- IATA: none; ICAO: KTDF; FAA LID: TDF;

Summary
- Airport type: Public
- Owner: Person County
- Serves: Roxboro, North Carolina
- Location: Timberlake, North Carolina
- Elevation AMSL: 609 ft / 186 m
- Coordinates: 36°17′05″N 078°59′05″W﻿ / ﻿36.28472°N 78.98472°W
- Website: https://raleighregional.com/
- Interactive map of Raleigh Regional Airport at Person County

Runways
| Direction | Length |  | Surface |
| ft | m |
| 6/24 | 6,005 | 1,830 | Asphalt |

Statistics (2021)
- Aircraft operations (year ending 7/30/2021): 34,750
- Based aircraft: 33
- Source: Federal Aviation Administration

= Person County Airport =

Person County Airport , also known as Raleigh Regional Airport at Person County, is a county-owned, public-use airport in Person County, North Carolina, United States. It is located six nautical miles (11 km) south of the central business district of Roxboro.
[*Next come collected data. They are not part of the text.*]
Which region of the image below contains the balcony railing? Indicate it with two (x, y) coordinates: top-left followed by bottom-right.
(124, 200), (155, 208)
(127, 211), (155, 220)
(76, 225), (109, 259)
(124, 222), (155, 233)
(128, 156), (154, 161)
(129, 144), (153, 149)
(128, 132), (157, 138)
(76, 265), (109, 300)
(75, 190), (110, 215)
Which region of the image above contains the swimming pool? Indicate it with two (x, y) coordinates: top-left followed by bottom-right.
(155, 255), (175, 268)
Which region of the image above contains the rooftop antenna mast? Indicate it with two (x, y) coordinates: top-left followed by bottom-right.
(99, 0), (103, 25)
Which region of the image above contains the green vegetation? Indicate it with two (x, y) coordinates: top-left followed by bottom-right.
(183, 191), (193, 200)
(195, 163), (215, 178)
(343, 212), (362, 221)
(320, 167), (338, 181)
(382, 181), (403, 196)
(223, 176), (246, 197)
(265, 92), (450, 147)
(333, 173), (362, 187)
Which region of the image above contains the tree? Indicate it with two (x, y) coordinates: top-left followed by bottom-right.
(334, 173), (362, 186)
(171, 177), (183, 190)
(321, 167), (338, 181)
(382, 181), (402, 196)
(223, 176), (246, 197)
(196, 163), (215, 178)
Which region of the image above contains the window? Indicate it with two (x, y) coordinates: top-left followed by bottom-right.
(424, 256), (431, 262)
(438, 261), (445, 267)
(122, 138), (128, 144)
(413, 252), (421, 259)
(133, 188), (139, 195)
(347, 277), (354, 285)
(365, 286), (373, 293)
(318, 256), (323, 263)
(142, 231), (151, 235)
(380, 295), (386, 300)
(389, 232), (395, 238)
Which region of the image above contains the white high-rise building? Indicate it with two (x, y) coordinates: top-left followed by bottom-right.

According to the FAA's National Plan of Integrated Airport Systems for 2009–2013, it is a general aviation airport (it had previously been a reliever airport).

Although many U.S. airports use the same three-letter location identifier for the FAA and IATA, this airport is assigned TDF by the FAA but has no designation from the IATA.

== Facilities and aircraft ==
Person County Airport covers an area of 218 acre at an elevation of 609 feet (186 m) above mean sea level. It has one runway designated 6/24 with an asphalt surface measuring 6,005 by 100 feet (1,830 x 30 m).

For the 12-month period ending July 30, 2021, the airport had 34,750 aircraft operations, an average of 95 per day: 95% general aviation, 3% military and 2% air taxi. At that time there were 33 aircraft based at this airport: 29 single-engine and 4 multi-engine.